Generating samples from the posterior predictive without subsampling

Hi there, fairly new pyro user here!

So far, I’ve created a PyroModule:

class SurvivalModel(PyroModule):
    def __init__(self, in_features, out_features, subsample_size=64):
        super().__init__()
        self.linear = PyroModule[nn.Linear](in_features, out_features)
        self.linear.weight = PyroSample(
            pyro.distributions.Normal(0., 100.).expand([out_features, in_features]).to_event(2)
        )
        self.linear.bias = PyroSample(
            pyro.distributions.Normal(365., 100.).expand([out_features]).to_event(1)
        )
        self.subsample_size = subsample_size

    def forward(self, x, y=None, truncation_label=None):
        mean = self.linear(x).squeeze(-1)
        
        with pyro.plate("data", size=x.shape[0], subsample_size=self.subsample_size) as ind:
             ...

In the above, I’ve specified a subsample_size.

However, when I was trying to generate samples from the posterior predictive using Predictive, I started to run into problems with the following code:

predictive = Predictive(
    model, 
    guide=guide, 
    num_samples=800,
    return_sites=("linear.weight", "obs", "_RETURN")
)
samples = predictive(
    x=X_test, 
    y=None, 
    truncation_label=None 
)

In the above, the model was still subsampling from X_test instead of using the entire X_test. Am I doing something wrong in my approach?

Any feedback would be appreciated!

Ended up refactoring to:

def forward(self, x, y=None, truncation_label=None, subsample=True):
    mean = self.linear(x).squeeze(-1)
    # Conditionally independent - perhaps add back in x.shape[0] arg
    with pyro.plate(
        "data", 
        size=x.shape[0], 
        subsample_size=self.subsample_size if subsample else None
    ) as ind:
       ...

Not sure if that is the prescribed way of doing it. Any feedback would still greatly be appreciated!

Hi @alim1990
I am also new to Pyro.

Looking at the code I guess you are trying to use minibatched data while passing in complete x and y.

Why not do the other way around?
Pass in minibatched data to your model and use pyro.plate merely to scale things properly. This will also make sure the model is not missing out training on any data.
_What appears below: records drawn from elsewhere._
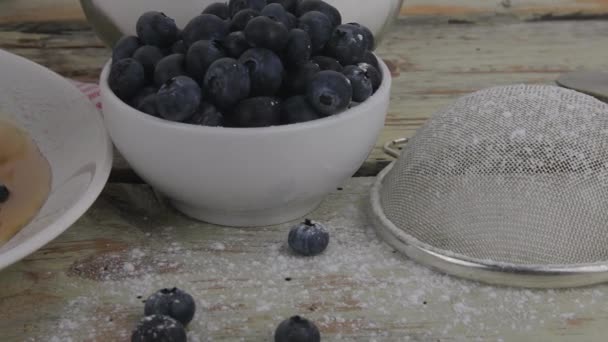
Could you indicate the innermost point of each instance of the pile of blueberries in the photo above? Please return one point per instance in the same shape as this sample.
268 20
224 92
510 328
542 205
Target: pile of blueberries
246 63
168 311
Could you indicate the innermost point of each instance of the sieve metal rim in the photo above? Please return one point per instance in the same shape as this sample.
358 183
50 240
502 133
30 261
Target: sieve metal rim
463 266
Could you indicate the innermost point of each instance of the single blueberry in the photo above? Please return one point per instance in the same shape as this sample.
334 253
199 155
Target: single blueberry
308 238
227 82
219 9
296 109
299 47
293 21
179 47
200 56
330 11
159 328
148 105
155 28
371 59
235 44
367 35
125 47
266 33
265 71
298 78
239 5
257 112
172 302
278 13
319 28
328 63
289 5
5 193
360 81
148 56
372 73
347 45
126 78
242 18
204 27
206 115
297 329
169 67
178 98
330 92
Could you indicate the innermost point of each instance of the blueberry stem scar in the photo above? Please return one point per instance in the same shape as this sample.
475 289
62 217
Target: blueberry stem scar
4 193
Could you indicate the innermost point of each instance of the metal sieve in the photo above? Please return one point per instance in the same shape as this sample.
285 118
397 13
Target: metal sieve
507 186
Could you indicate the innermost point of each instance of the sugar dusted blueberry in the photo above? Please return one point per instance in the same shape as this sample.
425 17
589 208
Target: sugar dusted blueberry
219 9
296 109
179 47
5 193
141 94
297 329
367 35
200 56
257 112
235 44
204 27
265 71
277 13
207 115
370 59
159 328
360 81
125 47
328 63
319 28
148 105
298 49
266 33
178 98
308 238
126 78
330 11
347 45
298 78
155 28
171 302
148 56
372 73
241 19
330 92
239 5
227 82
289 5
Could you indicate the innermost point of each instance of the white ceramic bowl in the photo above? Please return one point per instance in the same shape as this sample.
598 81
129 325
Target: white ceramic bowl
246 176
113 18
69 132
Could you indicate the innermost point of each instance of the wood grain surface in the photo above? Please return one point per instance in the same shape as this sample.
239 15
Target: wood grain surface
433 60
88 285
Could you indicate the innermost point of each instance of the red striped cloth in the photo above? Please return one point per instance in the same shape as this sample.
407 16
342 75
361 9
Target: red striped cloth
91 90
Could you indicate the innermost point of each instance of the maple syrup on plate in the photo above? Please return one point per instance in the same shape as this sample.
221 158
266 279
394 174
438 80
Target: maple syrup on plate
27 176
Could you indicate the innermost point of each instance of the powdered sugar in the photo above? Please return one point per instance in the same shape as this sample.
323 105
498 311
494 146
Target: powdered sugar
357 290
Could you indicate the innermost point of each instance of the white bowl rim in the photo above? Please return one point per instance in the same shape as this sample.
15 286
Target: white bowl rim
97 184
365 106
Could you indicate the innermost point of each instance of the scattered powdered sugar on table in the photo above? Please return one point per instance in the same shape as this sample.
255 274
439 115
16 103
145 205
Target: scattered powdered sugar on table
359 287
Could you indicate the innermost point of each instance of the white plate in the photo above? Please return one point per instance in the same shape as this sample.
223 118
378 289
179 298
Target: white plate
70 133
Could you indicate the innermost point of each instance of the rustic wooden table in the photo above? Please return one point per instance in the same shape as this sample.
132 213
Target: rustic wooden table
88 284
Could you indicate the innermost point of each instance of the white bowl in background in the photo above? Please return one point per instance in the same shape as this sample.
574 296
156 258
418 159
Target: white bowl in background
70 134
246 176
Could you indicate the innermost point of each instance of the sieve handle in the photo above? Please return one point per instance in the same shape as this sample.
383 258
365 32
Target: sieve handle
391 148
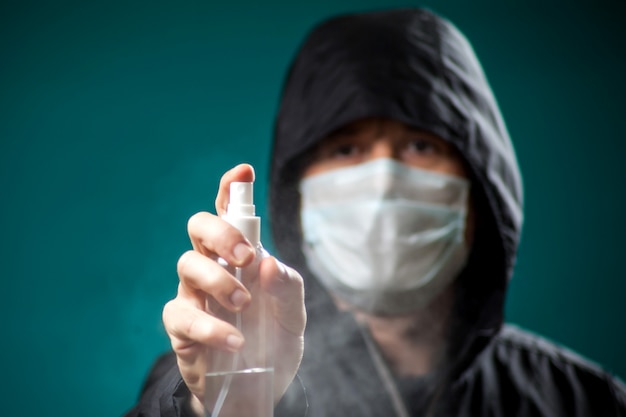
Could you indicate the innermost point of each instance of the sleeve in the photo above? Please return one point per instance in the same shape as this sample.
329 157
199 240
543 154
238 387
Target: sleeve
164 394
This will also speed up training because of not computing mean for entire dataset, to compute only for the data we pass in as minibatch.

In code, it will be something like -

for batch in DataLoader(batch_size=64):
    x, y = batch
    loss = svi.loss(model, guide, x, full_size=num_of_data_samples, y=y)
    
def forward(self, x, full_size, y=None, truncation_label=None):
    mean = self.linear(x).squeeze(-1)
    with pyro.plate(
        "data", 
        size=full_size, 
        subsample_size=x.shape[0]
    ) as ind:

samples = predictive(
    x=X_test, 
    full_size=X_test.shape[0],
    y=None, 
    truncation_label=None 
)

Thanks